Big Shorts, Small Risks? Not All Whale Moves Are What They Seem
Over the past 24 hours, two massive short positions on BTC, ETH, and SOL caught the crypto community’s eye—totaling 337 million yuan (~$46.6M) in value.
At first glance, it looked like two more "big gamblers" had entered the arena. But there’s more than meets the eye.
The two addresses—0x5b5d...8c060 and 0xB83D...D6E36—opened 5x and 3x short positions respectively. While the position sizes are massive, the leverage is low and the margin is deep—a classic institutional play.
And that’s exactly who they are: both addresses belong to Abraxas Capital, a London-based asset management firm known for strategic, hedged positions. In this case, they recently bought large amounts of ETH and simultaneously opened shorts on Hyperliquid to collect funding fees—a market-neutral strategy rather than a bearish bet.
Why This Matters for Traders
Many retail traders messaged, asking: “Why not post this massive short?” The answer: context is everything.

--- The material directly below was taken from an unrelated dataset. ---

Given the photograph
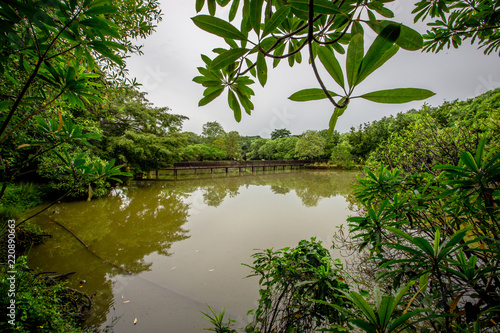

This isn’t a high-risk directional bet—it’s a structured institutional play, not directly comparable to retail speculation. Highlighting such moves without context could mislead average traders into thinking there’s a market-wide bearish signal.
Remember, there’s only one “Hyperliquid’s high win rate brother” who banked $21.12M+ in profits with wild, high-leverage trades.
Before jumping to conclusions, always ask:
Who owns the wallet?
What’s the strategy behind the move?
Is this trade relevant to my level of risk and capital?